Gloege, Guaranteed Pure

• In other “Brexit” news… Rival “Remain” and “Leave” flotillas battled it out on the Thames (with water hoses).

• More importantly: a pro-EU member of parliament was murdered, and a right-wing Leave supporter has been charged.

• Tim Gloege also made his Anxious Bench debut this week, with the first post in a series on “corporate” evangelicalism.

• Our fellow Bench-er David Swartz reviewed Marty Troyer’s The Gospel Next Door, praising it as a “profound work of public theology” that “brings together things perceived as fundamentally different: evangelism and peace, social justice and salvation, Black Lives Matter and theology.”

• Save yourself twenty minutes to read the twisting, turning story of the provenance of the “Jesus’s wife” papyrus — which is now being acknowledged as a likely forgery even by the Harvard scholar who announced its discovery.

• It’s taken over half a century to plan a follow-up to a council that last met in the 8th century. And now that representatives of the world’s 300 million Orthodox Christians are finally ready to gather… well, there are still some things to iron out.

• Russell Moore offered a rousing defense of religious freedom at the Southern Baptist Convention, when asked by a pastor why Baptists should defend the right of Muslims to build mosques. (That’ll be the jumping off point for my next Anxious Bench post, on Tuesday morning.)

• Is the next leader of evangelicalism a rap star?

• Is the best model for Christian parody Weird Al?

• Yes, a new poll finds that 62% of self-identified evangelicals are supporting Donald Trump. But compare that to 79% for George W. Bush and Mitt Romney, and it becomes even harder to see how Trump is going to overcome what’s already a six-point lead for Hillary Clinton.

• Pres. Obama’s former head speechwriter tried to argue that there was still time for the GOP to dump its presumptive nominee: “As a Democrat, I suppose I should be happy that the Republican Party is about to face the most diverse electorate in history with a modern-day hybrid of George Wallace and Joseph McCarthy…. But I’m not, because win or lose, Donald Trump’s candidacy is already doing real damage to our country. Every day, he gives voice and legitimacy to some of our darkest instincts and oldest prejudices — fear, and blame, and suspicion of the sinister ‘other.'”

Juneteenth in 1900
Juneteenth celebration in 1900 – Wikimedia

• Sunday is “Juneteenth,” the anniversary of the emancipation of enslaved African Americans in one of the last bastions of the Confederacy.
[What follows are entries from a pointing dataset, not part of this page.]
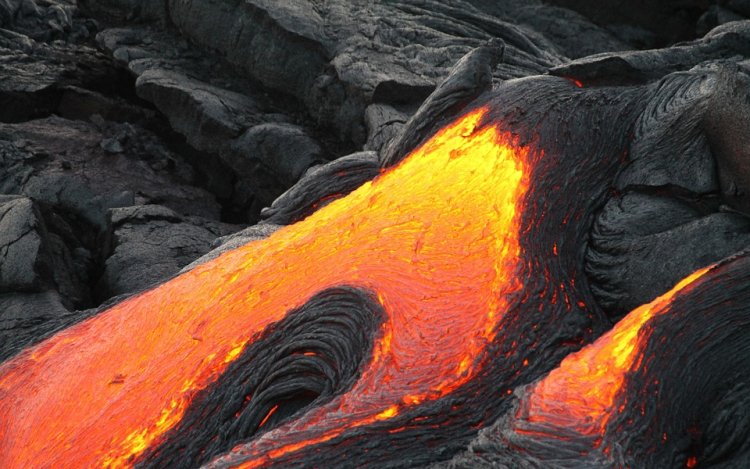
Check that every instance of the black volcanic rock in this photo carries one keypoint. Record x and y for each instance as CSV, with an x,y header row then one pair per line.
x,y
138,154
148,244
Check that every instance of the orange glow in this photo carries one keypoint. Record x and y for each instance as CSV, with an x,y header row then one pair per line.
x,y
581,392
442,255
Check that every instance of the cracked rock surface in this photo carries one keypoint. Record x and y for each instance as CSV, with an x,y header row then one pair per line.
x,y
139,138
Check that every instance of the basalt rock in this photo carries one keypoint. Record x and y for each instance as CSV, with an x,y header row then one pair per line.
x,y
148,244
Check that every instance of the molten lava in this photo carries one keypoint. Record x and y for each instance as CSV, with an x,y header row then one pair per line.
x,y
580,393
443,261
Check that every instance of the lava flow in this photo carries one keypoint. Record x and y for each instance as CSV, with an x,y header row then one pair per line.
x,y
666,388
442,263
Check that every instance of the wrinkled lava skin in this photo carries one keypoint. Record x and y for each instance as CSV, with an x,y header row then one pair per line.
x,y
469,249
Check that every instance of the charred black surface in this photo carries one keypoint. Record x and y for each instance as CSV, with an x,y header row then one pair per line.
x,y
554,314
469,78
643,243
727,125
684,404
633,67
320,186
315,353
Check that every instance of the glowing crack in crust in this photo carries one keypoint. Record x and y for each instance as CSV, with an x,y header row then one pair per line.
x,y
432,257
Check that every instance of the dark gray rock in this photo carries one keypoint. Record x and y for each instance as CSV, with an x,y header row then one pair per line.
x,y
642,245
727,126
67,164
210,117
233,241
340,57
716,16
642,23
20,245
384,123
27,317
669,145
33,259
149,244
320,186
468,79
283,148
727,42
575,35
217,113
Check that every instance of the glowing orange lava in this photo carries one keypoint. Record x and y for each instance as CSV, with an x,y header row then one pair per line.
x,y
437,238
581,392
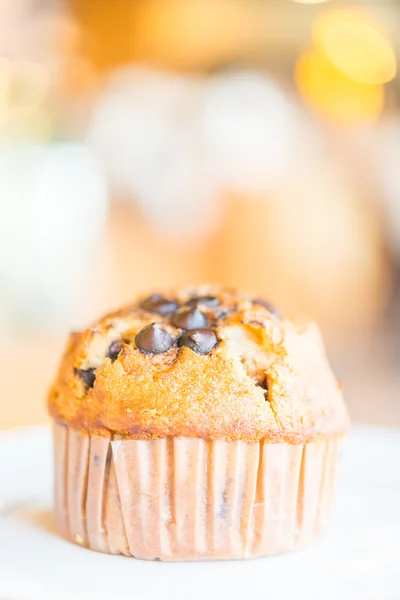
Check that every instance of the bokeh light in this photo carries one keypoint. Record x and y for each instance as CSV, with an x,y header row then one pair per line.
x,y
310,1
356,45
334,95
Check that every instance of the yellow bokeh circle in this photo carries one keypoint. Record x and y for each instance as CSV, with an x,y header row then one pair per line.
x,y
356,45
334,95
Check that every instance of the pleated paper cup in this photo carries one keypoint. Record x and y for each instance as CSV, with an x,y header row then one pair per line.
x,y
190,499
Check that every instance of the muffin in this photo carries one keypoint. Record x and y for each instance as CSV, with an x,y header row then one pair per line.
x,y
195,425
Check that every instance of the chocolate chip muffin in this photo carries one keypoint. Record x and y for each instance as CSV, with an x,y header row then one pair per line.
x,y
198,424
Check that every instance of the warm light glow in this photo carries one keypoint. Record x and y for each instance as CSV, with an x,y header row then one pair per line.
x,y
333,95
356,45
310,1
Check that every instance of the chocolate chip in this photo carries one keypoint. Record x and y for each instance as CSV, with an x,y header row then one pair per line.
x,y
268,305
87,375
201,341
210,301
189,318
153,339
114,350
158,304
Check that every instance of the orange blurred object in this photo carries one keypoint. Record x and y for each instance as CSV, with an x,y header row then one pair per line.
x,y
180,34
356,45
334,95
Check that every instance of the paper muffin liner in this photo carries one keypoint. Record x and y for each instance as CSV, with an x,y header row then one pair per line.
x,y
190,499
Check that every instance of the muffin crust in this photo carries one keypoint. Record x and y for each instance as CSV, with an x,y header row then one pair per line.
x,y
246,374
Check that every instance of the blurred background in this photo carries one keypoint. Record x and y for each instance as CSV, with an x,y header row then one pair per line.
x,y
152,143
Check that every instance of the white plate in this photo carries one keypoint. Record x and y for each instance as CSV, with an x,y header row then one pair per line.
x,y
358,558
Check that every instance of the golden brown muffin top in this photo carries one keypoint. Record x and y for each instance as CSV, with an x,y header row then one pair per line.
x,y
206,362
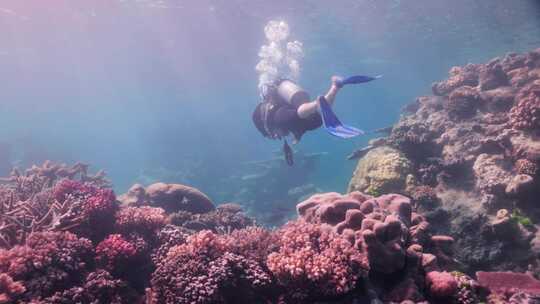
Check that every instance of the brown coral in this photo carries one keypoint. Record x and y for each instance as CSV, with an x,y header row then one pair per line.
x,y
525,115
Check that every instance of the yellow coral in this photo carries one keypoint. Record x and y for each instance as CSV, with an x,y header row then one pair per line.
x,y
382,170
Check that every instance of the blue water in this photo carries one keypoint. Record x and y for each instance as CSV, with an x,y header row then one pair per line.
x,y
164,90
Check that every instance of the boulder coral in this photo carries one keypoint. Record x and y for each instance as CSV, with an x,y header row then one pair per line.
x,y
381,170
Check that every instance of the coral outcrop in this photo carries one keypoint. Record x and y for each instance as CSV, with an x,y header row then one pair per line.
x,y
381,170
171,197
476,143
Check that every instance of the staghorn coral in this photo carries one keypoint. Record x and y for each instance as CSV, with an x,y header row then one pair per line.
x,y
203,271
42,201
85,208
313,262
9,289
48,262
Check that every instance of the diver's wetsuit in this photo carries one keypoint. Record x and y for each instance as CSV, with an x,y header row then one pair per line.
x,y
286,117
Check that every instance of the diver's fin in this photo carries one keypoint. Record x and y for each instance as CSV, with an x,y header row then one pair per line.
x,y
356,79
333,125
288,153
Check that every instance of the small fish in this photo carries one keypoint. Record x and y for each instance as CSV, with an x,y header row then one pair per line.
x,y
287,151
360,152
385,130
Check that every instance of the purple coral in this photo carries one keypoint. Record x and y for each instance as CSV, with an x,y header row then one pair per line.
x,y
9,289
525,166
145,220
115,253
525,115
203,271
98,287
315,262
462,103
49,262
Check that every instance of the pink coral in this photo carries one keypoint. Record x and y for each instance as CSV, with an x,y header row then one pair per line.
x,y
316,261
508,282
525,115
49,262
115,252
9,289
145,220
462,103
203,271
459,76
441,284
98,287
525,166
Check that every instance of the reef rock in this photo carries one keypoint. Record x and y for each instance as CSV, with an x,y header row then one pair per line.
x,y
381,170
476,143
170,197
395,239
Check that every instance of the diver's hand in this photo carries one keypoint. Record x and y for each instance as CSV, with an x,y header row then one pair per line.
x,y
336,82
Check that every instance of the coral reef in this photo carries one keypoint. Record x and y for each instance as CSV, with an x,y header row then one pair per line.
x,y
381,170
44,199
224,218
314,263
170,197
48,262
476,145
203,271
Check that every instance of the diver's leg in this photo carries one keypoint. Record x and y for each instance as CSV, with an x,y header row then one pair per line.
x,y
309,108
332,92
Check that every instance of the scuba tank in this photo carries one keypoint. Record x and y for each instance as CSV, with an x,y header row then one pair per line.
x,y
291,93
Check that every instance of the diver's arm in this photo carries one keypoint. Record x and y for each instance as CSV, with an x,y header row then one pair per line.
x,y
309,108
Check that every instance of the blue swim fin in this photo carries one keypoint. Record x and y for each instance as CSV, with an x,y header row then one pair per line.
x,y
356,79
333,125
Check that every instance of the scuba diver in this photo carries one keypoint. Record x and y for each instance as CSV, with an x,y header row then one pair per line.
x,y
286,109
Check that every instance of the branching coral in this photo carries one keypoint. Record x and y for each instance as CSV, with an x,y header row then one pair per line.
x,y
98,287
168,237
114,253
9,289
203,271
525,115
225,218
145,220
48,262
315,262
462,103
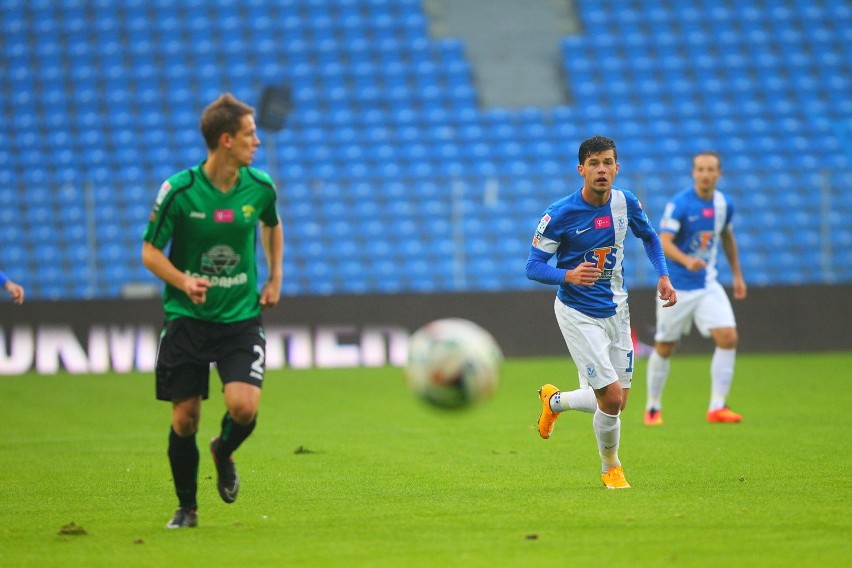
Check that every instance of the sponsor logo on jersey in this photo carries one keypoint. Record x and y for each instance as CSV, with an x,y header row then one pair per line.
x,y
603,222
223,216
603,258
218,260
702,243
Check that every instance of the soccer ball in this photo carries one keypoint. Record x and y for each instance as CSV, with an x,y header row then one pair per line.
x,y
453,363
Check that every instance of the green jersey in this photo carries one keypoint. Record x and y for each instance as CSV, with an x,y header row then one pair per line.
x,y
213,235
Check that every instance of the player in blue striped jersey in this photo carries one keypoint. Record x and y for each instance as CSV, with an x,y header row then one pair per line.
x,y
695,221
586,232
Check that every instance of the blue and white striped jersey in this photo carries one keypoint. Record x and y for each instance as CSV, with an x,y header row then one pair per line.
x,y
697,225
576,231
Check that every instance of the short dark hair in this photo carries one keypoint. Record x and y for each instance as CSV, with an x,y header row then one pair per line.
x,y
596,145
223,115
712,153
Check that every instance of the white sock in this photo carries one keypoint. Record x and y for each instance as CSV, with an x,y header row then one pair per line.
x,y
580,399
658,372
607,433
721,376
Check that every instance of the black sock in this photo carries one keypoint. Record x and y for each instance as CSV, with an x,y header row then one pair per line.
x,y
183,457
233,434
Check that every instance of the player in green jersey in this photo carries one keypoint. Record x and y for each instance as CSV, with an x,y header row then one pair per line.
x,y
208,216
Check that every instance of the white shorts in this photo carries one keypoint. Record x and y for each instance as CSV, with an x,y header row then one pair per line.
x,y
708,307
601,348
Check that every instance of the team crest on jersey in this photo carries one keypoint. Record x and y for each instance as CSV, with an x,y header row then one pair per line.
x,y
164,189
220,259
223,215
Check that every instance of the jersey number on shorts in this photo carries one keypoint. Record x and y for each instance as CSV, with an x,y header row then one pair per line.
x,y
257,366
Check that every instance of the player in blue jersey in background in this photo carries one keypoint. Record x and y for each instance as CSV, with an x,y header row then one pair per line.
x,y
586,232
693,224
16,291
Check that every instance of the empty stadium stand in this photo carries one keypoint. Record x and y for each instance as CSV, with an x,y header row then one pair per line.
x,y
392,178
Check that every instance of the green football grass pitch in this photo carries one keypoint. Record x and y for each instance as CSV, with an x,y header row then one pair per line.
x,y
347,468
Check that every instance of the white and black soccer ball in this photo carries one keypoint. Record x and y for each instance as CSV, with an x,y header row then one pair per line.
x,y
453,363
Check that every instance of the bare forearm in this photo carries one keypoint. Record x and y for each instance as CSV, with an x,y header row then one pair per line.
x,y
273,246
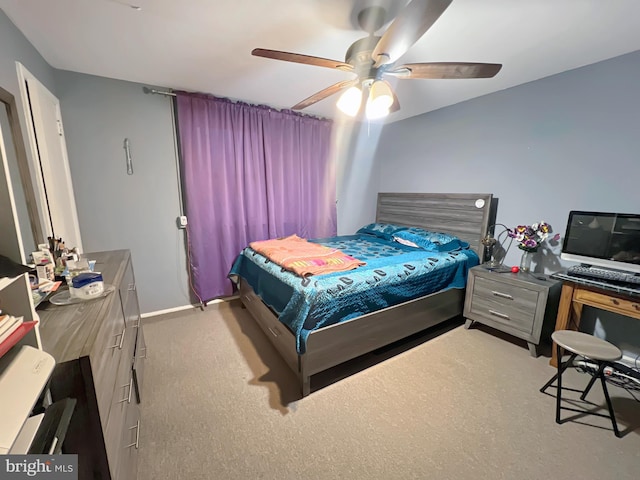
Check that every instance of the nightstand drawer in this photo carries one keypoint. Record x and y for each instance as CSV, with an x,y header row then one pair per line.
x,y
516,303
515,314
505,293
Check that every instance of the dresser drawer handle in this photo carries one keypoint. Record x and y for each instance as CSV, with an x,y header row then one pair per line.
x,y
498,314
121,335
274,331
502,295
128,397
54,444
137,427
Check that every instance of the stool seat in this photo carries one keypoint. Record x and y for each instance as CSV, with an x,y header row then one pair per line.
x,y
587,345
593,348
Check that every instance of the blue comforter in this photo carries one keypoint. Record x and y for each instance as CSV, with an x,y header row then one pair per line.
x,y
394,273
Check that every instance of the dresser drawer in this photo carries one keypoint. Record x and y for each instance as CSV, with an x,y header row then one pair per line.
x,y
106,354
123,396
128,463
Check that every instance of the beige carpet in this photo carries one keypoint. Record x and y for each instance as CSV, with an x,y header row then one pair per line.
x,y
219,403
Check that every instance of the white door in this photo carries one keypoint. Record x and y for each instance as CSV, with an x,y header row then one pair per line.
x,y
54,175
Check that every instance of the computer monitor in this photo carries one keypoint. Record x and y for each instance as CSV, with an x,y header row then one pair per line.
x,y
609,240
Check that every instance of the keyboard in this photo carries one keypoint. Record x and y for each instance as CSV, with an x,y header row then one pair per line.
x,y
604,274
625,288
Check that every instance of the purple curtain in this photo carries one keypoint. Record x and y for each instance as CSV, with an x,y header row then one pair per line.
x,y
249,173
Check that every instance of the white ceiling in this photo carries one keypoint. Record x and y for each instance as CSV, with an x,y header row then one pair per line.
x,y
205,45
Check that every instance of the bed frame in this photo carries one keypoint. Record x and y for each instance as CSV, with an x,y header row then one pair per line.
x,y
464,215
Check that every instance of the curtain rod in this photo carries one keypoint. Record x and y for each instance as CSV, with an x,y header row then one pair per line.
x,y
171,94
158,92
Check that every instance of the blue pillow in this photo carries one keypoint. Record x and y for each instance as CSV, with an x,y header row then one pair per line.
x,y
381,230
431,241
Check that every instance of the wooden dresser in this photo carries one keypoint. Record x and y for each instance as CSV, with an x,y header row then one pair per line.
x,y
99,348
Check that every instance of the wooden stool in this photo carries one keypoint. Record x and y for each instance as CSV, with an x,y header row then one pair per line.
x,y
593,348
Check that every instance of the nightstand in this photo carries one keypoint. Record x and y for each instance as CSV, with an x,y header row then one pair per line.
x,y
521,304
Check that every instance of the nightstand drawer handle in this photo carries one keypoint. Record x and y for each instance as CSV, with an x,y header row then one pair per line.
x,y
502,295
498,314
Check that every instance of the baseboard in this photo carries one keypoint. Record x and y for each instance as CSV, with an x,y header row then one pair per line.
x,y
186,307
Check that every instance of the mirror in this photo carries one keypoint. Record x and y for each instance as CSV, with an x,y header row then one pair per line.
x,y
20,226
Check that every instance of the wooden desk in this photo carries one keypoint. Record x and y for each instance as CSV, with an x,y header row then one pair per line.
x,y
575,295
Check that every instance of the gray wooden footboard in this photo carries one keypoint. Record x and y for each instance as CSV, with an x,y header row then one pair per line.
x,y
335,344
464,215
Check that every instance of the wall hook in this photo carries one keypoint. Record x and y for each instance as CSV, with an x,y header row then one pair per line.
x,y
127,149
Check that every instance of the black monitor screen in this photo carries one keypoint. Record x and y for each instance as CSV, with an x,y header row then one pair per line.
x,y
609,236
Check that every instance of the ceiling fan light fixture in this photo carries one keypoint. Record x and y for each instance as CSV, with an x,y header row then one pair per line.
x,y
380,100
350,101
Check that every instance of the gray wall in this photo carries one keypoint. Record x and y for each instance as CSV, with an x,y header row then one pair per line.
x,y
117,210
569,141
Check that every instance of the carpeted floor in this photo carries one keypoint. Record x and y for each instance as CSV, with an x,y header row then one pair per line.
x,y
219,403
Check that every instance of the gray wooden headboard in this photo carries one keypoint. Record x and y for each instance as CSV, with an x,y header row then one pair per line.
x,y
465,215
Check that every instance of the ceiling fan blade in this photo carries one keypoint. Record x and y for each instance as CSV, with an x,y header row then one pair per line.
x,y
322,94
411,23
445,70
299,58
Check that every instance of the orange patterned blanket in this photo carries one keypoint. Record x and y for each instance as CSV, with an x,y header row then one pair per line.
x,y
303,257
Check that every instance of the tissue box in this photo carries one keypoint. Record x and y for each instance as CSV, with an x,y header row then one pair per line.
x,y
87,285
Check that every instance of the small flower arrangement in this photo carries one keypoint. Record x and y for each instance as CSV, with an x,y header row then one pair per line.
x,y
530,237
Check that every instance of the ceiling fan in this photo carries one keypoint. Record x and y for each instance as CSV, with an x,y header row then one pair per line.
x,y
373,57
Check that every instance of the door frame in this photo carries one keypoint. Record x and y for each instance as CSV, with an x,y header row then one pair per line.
x,y
25,75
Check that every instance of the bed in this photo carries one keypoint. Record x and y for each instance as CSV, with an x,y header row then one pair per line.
x,y
339,337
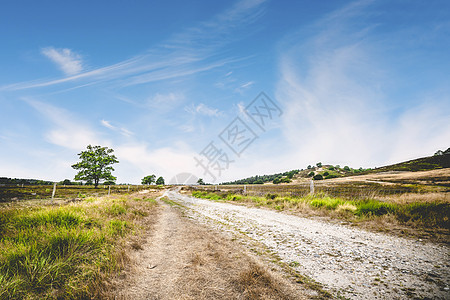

Has the time come to make it a national holiday, “no less than our second independence day”?

• We don’t have cable, so I’ve only seen the first part of the ESPN documentary on O.J. Simpson. But it was pretty captivating. Particularly interesting was Simpson’s belief that he had transcended race through his celebrity — or, as Greg Howard put it, “it’s the story of a halfback trying, and failing, to outrun his own blackness.”

• Eboo Patel told the story of Louis Armstrong’s formative years with a Jewish immigrant family.

• The Atlantic is hosting a fascinating series on Hmong Americans, an ethnic group from southeast Asia who began immigrating to the United States in the 1970s and have primarily settled in the Midwest and on the West Coast.